Comparing and validating efficiencies of multiple designed gRNAs via the soybean sequential transformation

Recently, the targeting ability of gRNAs has been predicted employing various bioinformatics programs utilizing genome database of each plant species (Xie et al., 2014, Stemmer et al., 2015, Bae et al., 2014). However, disagreements in gRNA ratings among different programs and with experimental results have been reported (Haeussler et al., 2016, Naim et al., 2020, Uniyal et al., 2019). These differences may have resulted from the genome insertion sites and expression levels of Cas9 and gRNAs from individual binary vectors, posing challenges to the evaluation of targeting ability of gRNAs. In our sequential transformation system, all gRNAs resided in one T-DNA of a construct which was delivered into stable Cas9-expressing transgenic soybean hairy roots. In this way, variations generated from different vectors or transgenic performance can be minimized. The sequential transformation system using soybean hairy roots has proven to have potential for showing differences in the targeted ability of gRNAs as well as disagreements between software prediction and real experimental performance. For example, mutations in sacpdc-G3 and sacpdc-G4 target sites occurred at 33% (4/12) and 67% (8/12) respectively, although sacpdc-G3 and sacpdc-G4 were rated as “HIGH”/ “LOW”-potential gRNAs, respectively (Supplementary Table 1). On the other hand, smt-G1 and smt-G2 targets, both rated as “MEDIUM”-potential gRNAs exhibited differences in induced mutation efficiency. Although sample sizes for the present editing study were not large and therefore need additional replicates, our results show a usefulness of sequential transformation using hairy roots for validating and comparing the targeting ability of selected gRNAs in soybean as well as other crops.

Further perspectives

Success in utilizing sequential transformation to edit exogenous DNA provides further research strategies to control and target invading DNA. For instance, sequential transformation approach could be used to target and destroy pathogenic viral DNA instead of performing regular transformation as in previous reports (Baltes et al., 2015, Ji et al., 2015).
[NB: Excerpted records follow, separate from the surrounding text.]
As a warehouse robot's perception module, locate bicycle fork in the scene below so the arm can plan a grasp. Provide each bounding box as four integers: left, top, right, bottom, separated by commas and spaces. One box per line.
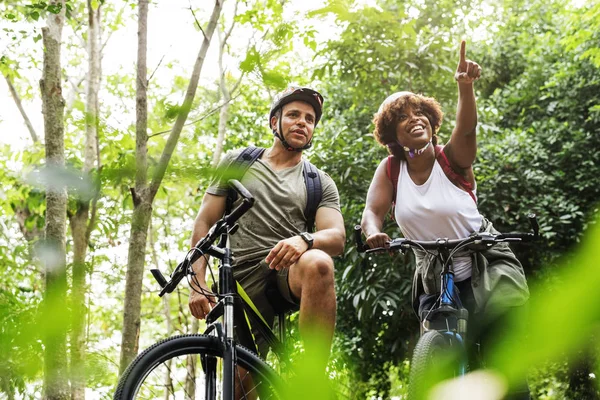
221, 248, 236, 400
202, 248, 237, 400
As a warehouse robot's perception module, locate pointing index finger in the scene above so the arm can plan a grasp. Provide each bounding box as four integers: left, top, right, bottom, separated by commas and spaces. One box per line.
459, 40, 466, 63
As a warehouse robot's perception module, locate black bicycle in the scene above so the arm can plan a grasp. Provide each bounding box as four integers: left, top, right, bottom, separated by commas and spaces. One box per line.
114, 180, 287, 400
355, 215, 539, 399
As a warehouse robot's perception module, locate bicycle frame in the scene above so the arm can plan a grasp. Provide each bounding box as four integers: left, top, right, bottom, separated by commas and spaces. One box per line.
418, 244, 470, 376
151, 179, 288, 399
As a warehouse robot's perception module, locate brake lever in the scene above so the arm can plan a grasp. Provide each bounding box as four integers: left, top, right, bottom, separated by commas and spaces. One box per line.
527, 213, 540, 238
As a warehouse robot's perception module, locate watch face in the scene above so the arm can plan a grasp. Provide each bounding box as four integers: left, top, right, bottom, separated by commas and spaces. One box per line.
301, 232, 314, 247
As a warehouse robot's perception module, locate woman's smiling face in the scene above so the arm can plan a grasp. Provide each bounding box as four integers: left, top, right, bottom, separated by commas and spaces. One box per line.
394, 105, 433, 148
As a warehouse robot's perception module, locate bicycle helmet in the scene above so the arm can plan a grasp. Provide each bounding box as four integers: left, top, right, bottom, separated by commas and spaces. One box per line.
377, 91, 414, 114
268, 86, 324, 152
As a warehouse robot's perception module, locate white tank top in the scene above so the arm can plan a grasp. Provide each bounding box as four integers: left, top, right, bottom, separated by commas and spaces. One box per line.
394, 159, 482, 281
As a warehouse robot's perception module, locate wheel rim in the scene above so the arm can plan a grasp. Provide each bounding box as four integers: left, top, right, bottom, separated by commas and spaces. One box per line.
130, 347, 279, 399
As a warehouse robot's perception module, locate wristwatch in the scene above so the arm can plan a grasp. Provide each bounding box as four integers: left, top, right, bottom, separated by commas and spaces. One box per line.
299, 232, 314, 250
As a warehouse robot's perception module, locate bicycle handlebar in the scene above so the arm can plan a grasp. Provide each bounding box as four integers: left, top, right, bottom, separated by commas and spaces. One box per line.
152, 179, 254, 297
355, 213, 539, 254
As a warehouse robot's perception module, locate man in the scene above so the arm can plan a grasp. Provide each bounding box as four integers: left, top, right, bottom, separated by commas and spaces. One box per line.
188, 86, 345, 371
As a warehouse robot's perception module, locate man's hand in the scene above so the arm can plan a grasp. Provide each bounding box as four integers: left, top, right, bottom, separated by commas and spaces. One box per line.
265, 236, 309, 271
366, 232, 391, 249
454, 40, 482, 84
189, 281, 215, 320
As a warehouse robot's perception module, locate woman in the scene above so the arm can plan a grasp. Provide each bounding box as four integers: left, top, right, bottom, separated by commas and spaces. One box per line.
361, 41, 530, 399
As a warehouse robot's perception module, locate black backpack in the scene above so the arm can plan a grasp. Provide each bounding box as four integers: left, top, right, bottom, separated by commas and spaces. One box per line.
225, 146, 322, 233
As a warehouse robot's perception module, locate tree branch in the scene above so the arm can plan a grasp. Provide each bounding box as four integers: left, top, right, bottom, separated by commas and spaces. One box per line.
4, 73, 39, 143
148, 0, 222, 199
100, 3, 127, 55
148, 92, 240, 138
221, 0, 240, 53
148, 47, 170, 83
188, 1, 207, 41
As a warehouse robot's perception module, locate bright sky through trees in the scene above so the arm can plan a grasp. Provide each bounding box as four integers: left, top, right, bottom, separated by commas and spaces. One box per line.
0, 0, 350, 151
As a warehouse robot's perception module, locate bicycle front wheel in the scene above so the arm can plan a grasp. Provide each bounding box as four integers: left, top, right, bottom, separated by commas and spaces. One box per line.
408, 330, 460, 400
114, 334, 282, 400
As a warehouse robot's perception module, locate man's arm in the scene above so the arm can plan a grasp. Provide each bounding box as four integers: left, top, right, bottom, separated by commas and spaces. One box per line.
313, 206, 346, 256
265, 207, 346, 271
188, 193, 227, 320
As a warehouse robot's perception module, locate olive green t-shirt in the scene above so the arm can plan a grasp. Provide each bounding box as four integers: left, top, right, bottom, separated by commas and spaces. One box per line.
207, 149, 341, 266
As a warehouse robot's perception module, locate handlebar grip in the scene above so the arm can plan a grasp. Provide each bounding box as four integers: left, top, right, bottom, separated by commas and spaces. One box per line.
225, 198, 254, 226
151, 269, 168, 288
157, 261, 188, 296
354, 225, 369, 253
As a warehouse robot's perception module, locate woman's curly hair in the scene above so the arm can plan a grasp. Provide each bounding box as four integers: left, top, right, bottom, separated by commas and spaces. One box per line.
373, 92, 444, 160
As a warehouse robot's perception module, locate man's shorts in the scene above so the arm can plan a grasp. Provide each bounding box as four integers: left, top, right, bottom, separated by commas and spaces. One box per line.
232, 259, 300, 357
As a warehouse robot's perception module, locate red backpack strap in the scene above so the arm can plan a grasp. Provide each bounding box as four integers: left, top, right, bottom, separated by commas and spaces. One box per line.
386, 155, 400, 219
434, 145, 477, 204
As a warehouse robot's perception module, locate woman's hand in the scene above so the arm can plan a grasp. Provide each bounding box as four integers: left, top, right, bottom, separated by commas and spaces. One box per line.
366, 232, 391, 249
454, 40, 481, 84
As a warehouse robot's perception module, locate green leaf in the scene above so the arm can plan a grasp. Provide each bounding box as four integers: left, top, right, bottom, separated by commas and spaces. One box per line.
239, 49, 259, 73
261, 70, 287, 89
342, 264, 354, 281
47, 4, 62, 14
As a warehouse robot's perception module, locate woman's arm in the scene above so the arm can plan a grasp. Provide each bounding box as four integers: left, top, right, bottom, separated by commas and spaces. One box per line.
361, 158, 394, 248
446, 40, 481, 170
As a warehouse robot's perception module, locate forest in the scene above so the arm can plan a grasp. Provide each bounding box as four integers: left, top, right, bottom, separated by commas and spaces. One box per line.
1, 0, 600, 398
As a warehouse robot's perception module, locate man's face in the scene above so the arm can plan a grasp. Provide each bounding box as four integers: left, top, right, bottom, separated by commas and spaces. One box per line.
271, 100, 316, 148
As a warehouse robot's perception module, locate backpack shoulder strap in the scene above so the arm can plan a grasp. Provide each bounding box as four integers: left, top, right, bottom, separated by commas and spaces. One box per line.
386, 155, 400, 220
434, 145, 477, 204
226, 146, 265, 213
232, 146, 265, 173
302, 160, 322, 233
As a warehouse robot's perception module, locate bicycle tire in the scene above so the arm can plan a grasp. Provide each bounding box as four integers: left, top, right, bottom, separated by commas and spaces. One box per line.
408, 330, 457, 400
114, 334, 282, 399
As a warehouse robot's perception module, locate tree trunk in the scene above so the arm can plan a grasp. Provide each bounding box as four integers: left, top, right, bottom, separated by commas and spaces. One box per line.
211, 23, 231, 168
211, 92, 230, 167
119, 0, 149, 375
118, 0, 223, 374
68, 2, 102, 399
40, 1, 68, 400
211, 1, 242, 167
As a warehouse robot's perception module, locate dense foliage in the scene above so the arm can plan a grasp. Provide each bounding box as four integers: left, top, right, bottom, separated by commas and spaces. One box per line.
1, 0, 599, 398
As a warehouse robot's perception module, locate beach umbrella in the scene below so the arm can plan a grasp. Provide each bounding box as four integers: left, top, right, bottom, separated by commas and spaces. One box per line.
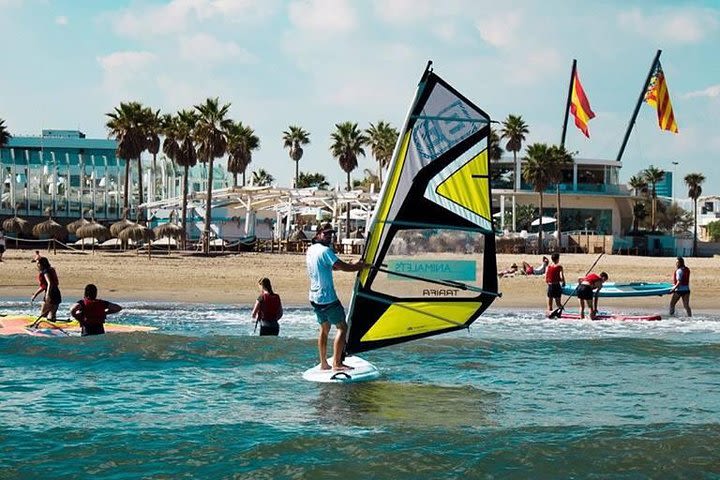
119, 224, 155, 259
76, 222, 110, 253
153, 222, 183, 252
2, 216, 30, 247
66, 217, 90, 236
33, 214, 67, 254
110, 218, 136, 237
In addition, sequential transformation could be combined with viral vectors for in vivo genome editing as well as generating stable mutant soybean.

Conclusion

Here, we show the first success in sequential transformation for genome editing of soybean using hairy root transformation. The genome editing efficiency of sequential transformation was confirmed by inducing mutations of exogenous and endogenous – both single and multiple – genes in soybean. This system should be instrumental for validating the CRISPR/Cas9 construct activities, gRNA targeting ability as well as other research purposes.

Funding

This research was supported by the National Foundation for Science and Technology of Vietnam (106.03-2019.11).

Declaration of Competing Interest

The authors declare that they have no known competing financial interests or personal relationships that could have appeared to influence the work reported in this paper.